Des weiteren kann es auch vorkommen, dass sich die Korrekturschicht, die auf dem Trägerband verbleiben soll von der Korrekturschicht, die auf das Substrat aufgebracht worden ist, zwar im Bereich der Auftragskante des Auftragsfußes genau trennt, jedoch durch das Abheben des Auftragsfußes vom Substrat sich die am Gerät verbleibende Korrekturschicht dennoch auch ein Stück weit von ihrem Trägerband löst. Dieses Stück abgelöster Korrekturschicht hängt dann quasi lose von dem Trägerband herunter, so dass auch dann bei einer nächsten Benutzung des Gerätes nicht gewährleistet ist, dass eine Korrekturüberdeckung mit einem sauber definierten Beginn durchgeführt werden kann. Auch ist dann die Gefahr vorhanden, dass die beim nächsten Mal auf das Substrat aufgebrachte Korrekturschicht nicht glatt ist, sondern beispielsweise Falten schlägt. Dieses abschnittsweise Lösen einer im Prinzip am Gerät verbleibenden Korrekturschicht von seinem Trägerband nennt man „Ablappen".

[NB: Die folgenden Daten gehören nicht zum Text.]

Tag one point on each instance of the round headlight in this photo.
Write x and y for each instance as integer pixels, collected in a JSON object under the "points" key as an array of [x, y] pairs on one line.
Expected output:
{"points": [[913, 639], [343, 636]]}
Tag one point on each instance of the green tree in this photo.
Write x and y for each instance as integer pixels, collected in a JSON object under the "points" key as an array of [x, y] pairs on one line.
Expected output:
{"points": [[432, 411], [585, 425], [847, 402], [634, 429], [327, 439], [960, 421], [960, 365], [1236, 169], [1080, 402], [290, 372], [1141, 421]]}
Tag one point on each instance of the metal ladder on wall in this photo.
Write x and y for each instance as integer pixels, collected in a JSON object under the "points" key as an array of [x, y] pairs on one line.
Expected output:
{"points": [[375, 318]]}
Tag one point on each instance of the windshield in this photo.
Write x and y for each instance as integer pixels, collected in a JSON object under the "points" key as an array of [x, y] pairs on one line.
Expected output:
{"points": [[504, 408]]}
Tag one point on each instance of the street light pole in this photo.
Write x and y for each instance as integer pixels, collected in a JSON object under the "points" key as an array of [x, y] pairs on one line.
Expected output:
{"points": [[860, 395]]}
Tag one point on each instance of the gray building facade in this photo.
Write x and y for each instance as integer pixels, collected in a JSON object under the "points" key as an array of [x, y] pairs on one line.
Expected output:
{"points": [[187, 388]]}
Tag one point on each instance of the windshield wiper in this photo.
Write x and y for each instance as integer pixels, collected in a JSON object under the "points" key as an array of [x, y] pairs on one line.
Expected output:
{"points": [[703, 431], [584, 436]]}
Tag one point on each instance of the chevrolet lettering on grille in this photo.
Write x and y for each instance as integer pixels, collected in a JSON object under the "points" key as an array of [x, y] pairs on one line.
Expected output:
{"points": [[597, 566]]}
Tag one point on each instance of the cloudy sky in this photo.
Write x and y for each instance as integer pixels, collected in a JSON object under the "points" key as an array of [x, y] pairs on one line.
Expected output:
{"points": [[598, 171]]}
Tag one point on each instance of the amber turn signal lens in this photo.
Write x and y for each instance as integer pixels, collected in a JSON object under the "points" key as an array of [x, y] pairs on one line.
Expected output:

Bei Geräten, die anstelle eines Korrekturfilmes eine Klebstoffschicht auf ein Substrat aufbringen sollen, besteht die Gefahr des Ablappens oder des fehlerhaften Abrisses der zu übertragenden Schicht nicht, da eine solche Schicht unzusammenhängend ist. Dagegen kann dieses Problem bei einer Übertragung einer zusammenhängenden Schicht jeweils auftreten, auch dann, wenn beispielsweise diese zusammenhängende Schicht oder dieser zusammenhängende Film nicht als eigentliche Korrekturschicht oder als Korrekturfilm angesprochen werden kann, da vielleicht lediglich ein Abdecken, aber kein Überschreiben wirklich gewollt ist.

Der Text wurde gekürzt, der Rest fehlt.